Gertrude read with a sad quiet feeling of revisiting another period of her life and its forgotten pleasures. She had somehow, until Anne arrived, given up reading novels. (Guy only liked philosophy and history. Popular biography was his ‘lightest’ reading.) Anne read with continued amazement. What an extraordinary art form it was, it told you about everything! How informative, how exciting, how funny, how terribly sentimental, how full of moral judgements! Sometimes they argued about the novels. (They disagreed about Jeanie Deans.) They went to bed early.
‘Hey hey the white swan.’
‘Still can’t do it,’ said Anne. Gertrude had asked her about this white swan of Guy’s. What did it mean? Anne did not know.
‘I’ll never find out now, or about that cube,’ said Gertrude. Her eyes filled with tears.
Anne had been surprised by the fierceness of Gertrude’s grief and its duration. But with a kind of professional detachment she knew that the violence of it would not last, even though the pain would never go.
‘It will never go, the pain,’ said Gertrude. Sometimes, it seemed to Anne, they picked the very words out of each other’s heads, so close were they. ‘I remember now he used to say it earlier sometimes when we saw the pub called the Swan. But I never asked him, I feel now I let him down. I ought to have asked. And then I somehow couldn’t - perhaps it was something religious.’

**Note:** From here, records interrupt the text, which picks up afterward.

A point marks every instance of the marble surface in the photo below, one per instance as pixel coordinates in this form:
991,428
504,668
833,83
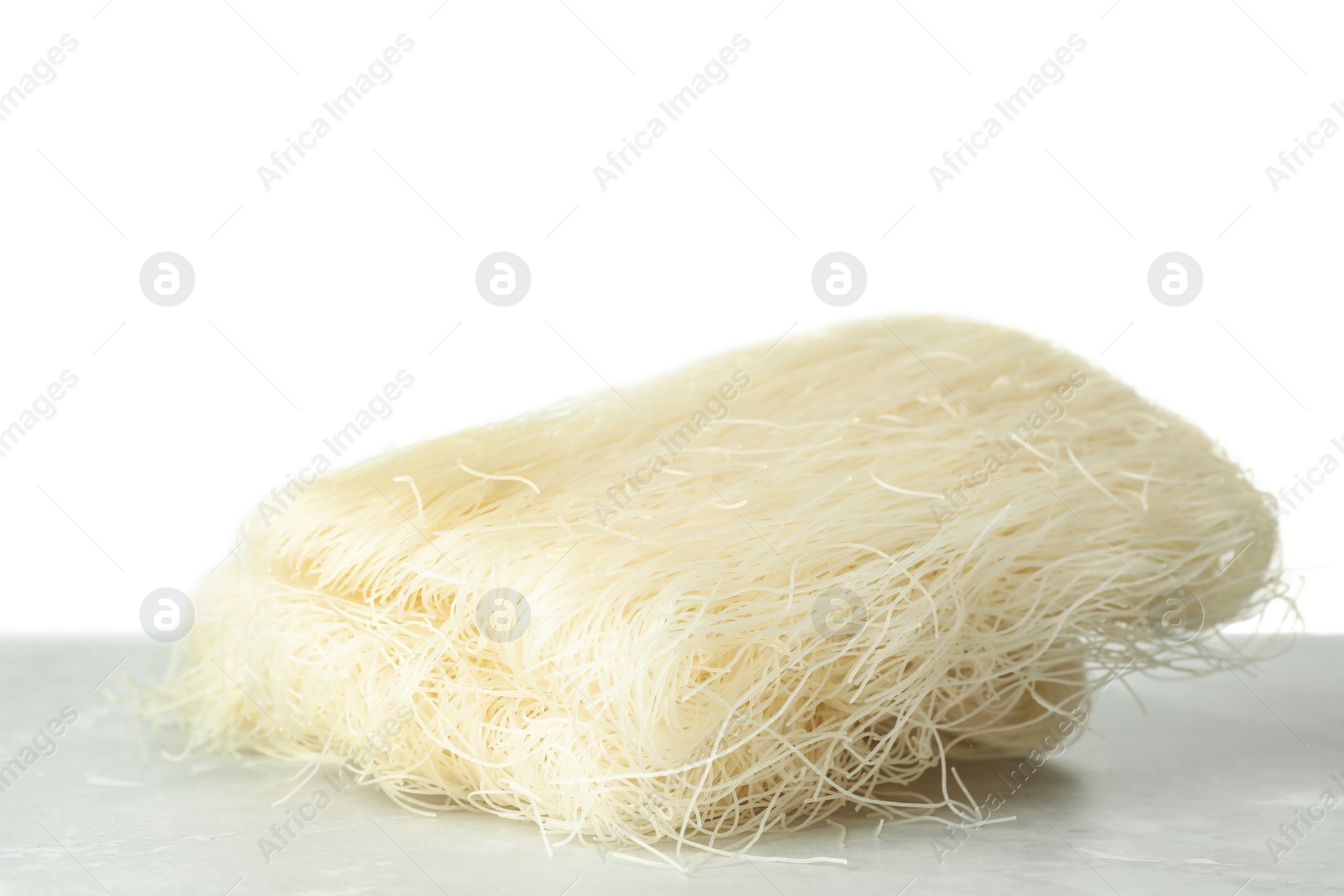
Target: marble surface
1178,794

‘I don’t know.’ Anne added, ‘You are without guilt here, don’t invent it. That pain at least is spared you.’
‘I’ll sell the flat,’ said Gertrude. ‘We’ll give up the world together. I can’t do it on my own.’

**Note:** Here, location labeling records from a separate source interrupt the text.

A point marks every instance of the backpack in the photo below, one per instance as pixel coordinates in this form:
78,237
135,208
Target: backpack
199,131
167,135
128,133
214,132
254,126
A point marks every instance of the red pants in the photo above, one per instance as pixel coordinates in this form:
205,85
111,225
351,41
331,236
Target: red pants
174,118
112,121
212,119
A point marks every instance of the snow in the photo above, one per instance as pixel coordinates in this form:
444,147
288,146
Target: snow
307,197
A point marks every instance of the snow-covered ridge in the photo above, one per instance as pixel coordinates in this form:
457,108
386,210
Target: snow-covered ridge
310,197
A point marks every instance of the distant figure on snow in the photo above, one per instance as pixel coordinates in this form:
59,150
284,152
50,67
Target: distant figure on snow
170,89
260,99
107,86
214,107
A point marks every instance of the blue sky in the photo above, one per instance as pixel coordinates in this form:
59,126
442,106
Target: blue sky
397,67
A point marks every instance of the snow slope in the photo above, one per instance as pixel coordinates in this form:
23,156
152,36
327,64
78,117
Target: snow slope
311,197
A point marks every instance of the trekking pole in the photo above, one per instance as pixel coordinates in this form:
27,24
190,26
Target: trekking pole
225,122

Anne thought, I left the convent so as to be homeless. Foxes have holes, but the Son of Man hath not where to lay his head. I must go onward with my Christ, if I still have a Christ. If I stay with Gertrude I shall have a home forever. (She tried not to think: oh what happiness!) Gertrude’s idea of giving up the world would be a little house in Chelsea.
Anne suddenly laughed, and Gertrude very nearly laughed too. It was an old laugh, that special mad complicit laugh which they had used to laugh together when they were at college; and this laugh Anne was teaching again to Gertrude, who had as yet no other.

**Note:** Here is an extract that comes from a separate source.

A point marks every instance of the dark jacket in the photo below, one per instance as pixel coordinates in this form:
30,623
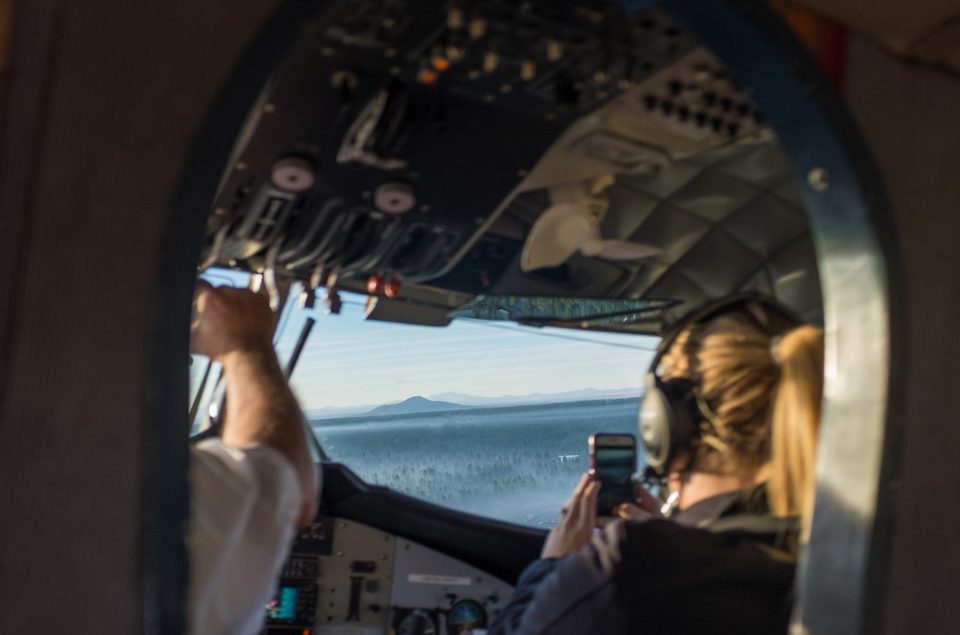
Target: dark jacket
665,576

‘What are you laughing at, darling?’
‘The idea of you giving up the world!’
‘I wonder if you ever really gave it up?’ asked Gertrude.
‘It’s a good question.’ How pride supports me, thought Anne, how unbroken it is. Have I really changed at all, can people change? That death in life which she had attempted: to refuse false gods, to undo the self, a little every day, like picking off leaves or scales ... Was it not
imaginary
? Gertrude thought of Anne’s religion as a prison from which she had emerged, an obsessive delusion of which she had been cured. How unlike this it really was. And yet how was it? Her prayer continued, not a ‘let me out’, but a deep insistent ‘let me in’. Where would she and her Christ wander to now and what would become of them? She had left the convent in order to be truthful and lonely and harmless. If she were to find a cell where she could live as an anchoress in the world and retain her innocence, would that too be ‘imaginary’? Or would she, like Kim’s lama, settle down with Gertrude? How much could love and duty show her here? I could easily do it, thought Anne. That ‘forever’ was at times very very close to her heart.